Il semble difficile de décorréler ces différentes questions et d’y répondre à toutes. Par exemple, les femmes sont plus souvent à temps partiel que les hommes, ayant un impact sur l’écart de salaire. De la même manière, 2/3 des écarts de salaire sont liés à la profession occupée (selon l’INSEE), marqué par une distinction professionnelle claire dans les emplois les plus courants chez les femmes par rapport à ceux des hommes. Ainsi, 68% de l’écart de salaire en EQTP semble alors provenir du fait que les femmes n’occupent pas le même type d’emploi que les hommes. Qu’une telle répartition entre les postes tienne d’un choix de carrière ou d’une contrainte ne relève cependant pas d’une analyse économique. Aussi, l’écart revient alors à 5,3% pour un poste identique (secteur privé, 2017). Dans une perspective plus large, les femmes ont moins fréquemment accès aux emplois les mieux rémunérés (36% inférieur, pour les 10% des postes les mieux rémunérés).
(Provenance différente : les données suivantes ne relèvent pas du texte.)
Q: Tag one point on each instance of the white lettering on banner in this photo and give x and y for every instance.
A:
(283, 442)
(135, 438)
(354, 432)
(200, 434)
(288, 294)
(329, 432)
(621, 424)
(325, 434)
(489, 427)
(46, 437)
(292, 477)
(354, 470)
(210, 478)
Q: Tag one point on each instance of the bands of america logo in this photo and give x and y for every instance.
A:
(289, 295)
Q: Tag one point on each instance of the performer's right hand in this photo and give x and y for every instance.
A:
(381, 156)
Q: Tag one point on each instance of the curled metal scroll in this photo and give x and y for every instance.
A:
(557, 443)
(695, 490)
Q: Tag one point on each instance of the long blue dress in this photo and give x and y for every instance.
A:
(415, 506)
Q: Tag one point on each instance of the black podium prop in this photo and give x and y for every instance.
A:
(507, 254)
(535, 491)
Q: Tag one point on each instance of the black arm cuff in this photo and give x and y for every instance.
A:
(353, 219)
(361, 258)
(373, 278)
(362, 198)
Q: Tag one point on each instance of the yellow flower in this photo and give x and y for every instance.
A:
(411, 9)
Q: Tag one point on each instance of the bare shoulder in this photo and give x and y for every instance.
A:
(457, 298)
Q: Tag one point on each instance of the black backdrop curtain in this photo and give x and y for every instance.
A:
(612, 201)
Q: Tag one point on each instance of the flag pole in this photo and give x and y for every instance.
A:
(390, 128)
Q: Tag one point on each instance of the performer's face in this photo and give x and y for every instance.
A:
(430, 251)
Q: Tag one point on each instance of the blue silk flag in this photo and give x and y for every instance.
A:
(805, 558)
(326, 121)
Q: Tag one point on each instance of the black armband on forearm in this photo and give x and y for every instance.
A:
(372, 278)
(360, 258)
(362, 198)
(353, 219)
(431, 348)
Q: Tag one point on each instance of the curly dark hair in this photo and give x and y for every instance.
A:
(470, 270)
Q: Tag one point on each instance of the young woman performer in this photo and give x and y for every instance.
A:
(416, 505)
Si les composantes de ces inégalités ne peuvent pas être développées exhaustivement dans cet article, nous pouvons cependant revenir sur la question de la famille. En effet, les écarts de rémunération sont nettement plus importants entre mère et père qu’entre deux personnes sans enfant (7% inférieure sans enfants contre 21% pour 2 enfants ou 31% pour 3 ou plus, en EQTP). Cette différence de statut s’accroit aussi pour les postes les mieux rémunérés. Les réformes des congés parentaux auraient alors pour but de contribuer à la réduction de ce clivage. Cependant, cela demeure encore un enjeu sociétal lié à la sphère privée, et rattaché à la question des responsabilités parentales.
Ainsi, si les inégalités salariales ‘injustifiées’ et les écarts de salaire se réduisent (environ 0,4 point par an en moyenne) depuis 40 ans, de nombreuses démarches restent encore insuffisantes ou inefficaces. A titre d’exemple, et selon l’Index de l’égalité professionnelle, 11% des entreprises qui y sont soumises (soit 2354, dont 406 depuis 3 ou 4 ans) ont obtenu 0 à l’indicateur du « retour de congé », rentrant en infraction avec la loi de 2006 garantissant aux femmes une augmentation salariale équivalente à celle attribuée aux autres salariés à son retour de congé maternité.